[jira] Issue Comment Edited: (HIVE-333) Add TFileTransport deserializer

Joydeep Sen Sarma (JIRA) Sun, 12 Apr 2009 00:02:41 -0700

    [ 
https://issues.apache.org/jira/browse/HIVE-333?page=com.atlassian.jira.plugin.system.issuetabpanels:comment-tabpanel&focusedCommentId=12698174#action_12698174
 ]


Joydeep Sen Sarma edited comment on HIVE-333 at 4/12/09 12:00 AM:
------------------------------------------------------------------

this turned out to be way more complicated than i had thought. Here's the 
rundown:

- thrift-377 - i have attached the tfiletransport java ports in it. more on 
this later

- hive-333 - contains a new contrib/thrift module that has:
  * lib/libthrift_asf.jar - this contains a thrift jar created from thrift 
trunk + thrift-377 (so includes tfiletransport)
     I had to enter a new libthrift into hive because the current one uses 
com.facebook namespace that is not compatible with thrift trunk. All of 
contrib/thrift uses the latest thrift trunk version.

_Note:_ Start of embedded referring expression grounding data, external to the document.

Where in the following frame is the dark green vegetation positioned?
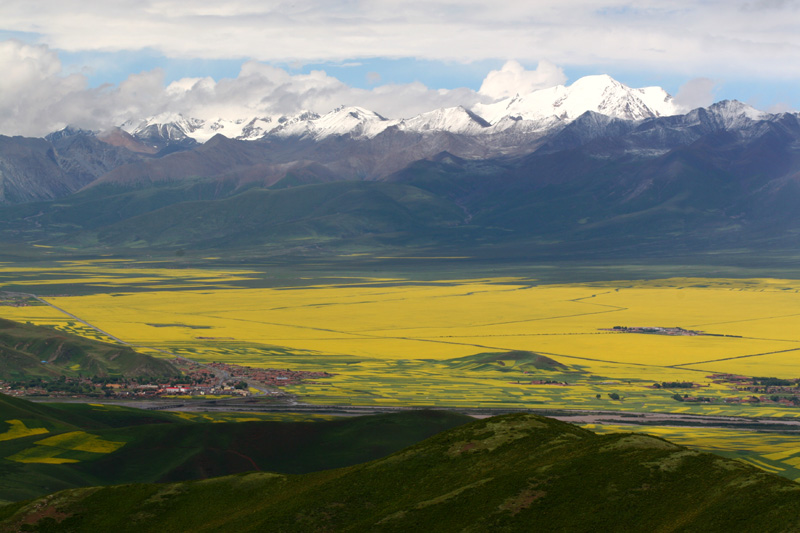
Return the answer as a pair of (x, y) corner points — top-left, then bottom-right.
(3, 413), (800, 532)
(0, 393), (472, 503)
(0, 318), (178, 380)
(446, 350), (568, 373)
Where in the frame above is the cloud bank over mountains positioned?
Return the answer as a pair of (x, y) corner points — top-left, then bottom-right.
(2, 1), (798, 135)
(478, 61), (567, 100)
(0, 40), (585, 137)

     note that contrib/thrift/lib/libthrift_asf.jar is submitted as a separate 
attachment from the patch

  * provides a trivial re-write of the existing thrift serde in Hive (new one 
called org.apache.hadoop.hive.serde.asfthrift.ThriftBytesWritabledeserializer) 
that uses the thrift trunk library (instead of the old one). this is required 
to read thrift objects embedded inside ByteWritables in hive.

  * contrib/thrift also has a TFileTransportInputFormat and 
TFileTransportRecordReader - this allows processing of TFileTransport files as 
inputs to hadoop map-reduce. it will split files so that the splits are aligned 
with tfiletransport chunk boundaries.

  * it also has an example map-reduce program (TConverter/TMapper) - that shows 
how to convert a TFileTransport into a SequenceFile with thrift objects 
embedded inside BytesWritable objects. This example does not do any reduction - 
but you can extend this example to hash/reduce  on specific key (which is what 
we do at Facebook). Also output compression can be controlled by command line 
options (extends Tool - more on usage later).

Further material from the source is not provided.